Ecosyste.ms: Awesome

An open API service indexing awesome lists of open source software.

Awesome Lists | Featured Topics | Projects

https://github.com/evizero/ksvm.jl

Support Vector Machines (SVM) in pure Julia
https://github.com/evizero/ksvm.jl

Last synced: about 2 months ago
JSON representation

Support Vector Machines (SVM) in pure Julia

Awesome Lists containing this project

README

        

# KSVM

[![Project Status: Suspended - Initial development has started, but there has not yet been a stable, usable release; work has been stopped for the time being but the author(s) intend on resuming work.](http://www.repostatus.org/badges/latest/suspended.svg)](http://www.repostatus.org/#suspended)
[![License](http://img.shields.io/badge/license-MIT-brightgreen.svg?style=flat)](LICENSE.md)

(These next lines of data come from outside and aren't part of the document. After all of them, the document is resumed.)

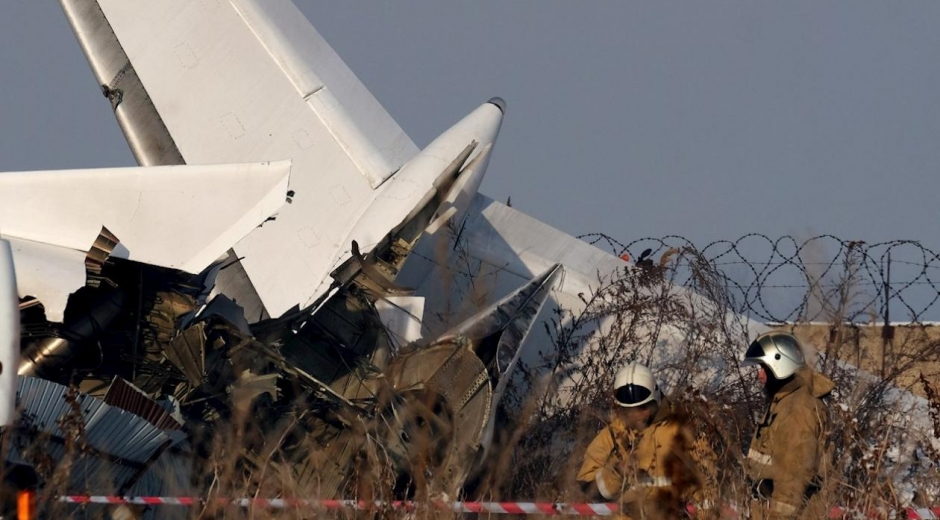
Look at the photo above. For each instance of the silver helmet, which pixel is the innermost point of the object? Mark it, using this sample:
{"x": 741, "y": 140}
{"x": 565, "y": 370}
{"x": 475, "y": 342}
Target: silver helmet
{"x": 635, "y": 385}
{"x": 779, "y": 352}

# **DEVELOPMENT CURRENTLY ON HOLD**

A Julia package for research and application of linear- and non-linear Support Vector Machines (SVM).

This package aims to make use of [Julia](http://julialang.org/)'s strength in order
to provide an easily extensible, highly modular, and at the same time computationally efficient framework for SVMs.

#### Why Julia?

Julia's high-level language design (which should feel familiar to the scientific community),
combined with it's high-performance, may have the potential to bridge the two-language problem,
that is arguably associated with research and application of machine learning algorithms.

It is our hope, that frameworks such as this enable a broader range of scientists to contribute
effective algorithms with fair comparisons, and without having to be fluent in low-level languages such as C

- [ ] TODO some objective benchmarks

#### Just for research?

While research is an important goal of this framework, it is of equal importance that all the included
algorithms are 1.) _well documented_, and thanks to Julia 2.) _efficient_.
Additionally, because of the framework's modular and transparent interface (e.g. callback functions),
it should be simple to use this library as basis for course exercises.

**Bottom Line:**
_The use of this framework for educational and/or commercial reasons is encouraged under the MIT "Expat" license._

## Installation

This is still a work in progress. Installation not yet advised.

## Usage

Here is a quick "Hello World" example of using a linear SVM on the example of the [Iris dataset](https://archive.ics.uci.edu/ml/datasets/Iris).

```Julia
# Adapted example from SVM.jl by John Myles White
using KSVM
using RDatasets
iris = dataset("datasets", "iris")
X = convert(Array, iris[1:100, 1:2])' # The observations have to be in the columns
y = iris[1:100, :Species]
train = bitrand(size(X,2)) # Split training and testset
model = svm(X[:, train], y[train]) # Fit the linear SVM
acc = accuracy(model, X[:, ~train], y[~train])
```

![Iris Data SVM](https://cloud.githubusercontent.com/assets/10854026/10865578/d5c448c4-800f-11e5-9df4-dcbd51a3f21d.png)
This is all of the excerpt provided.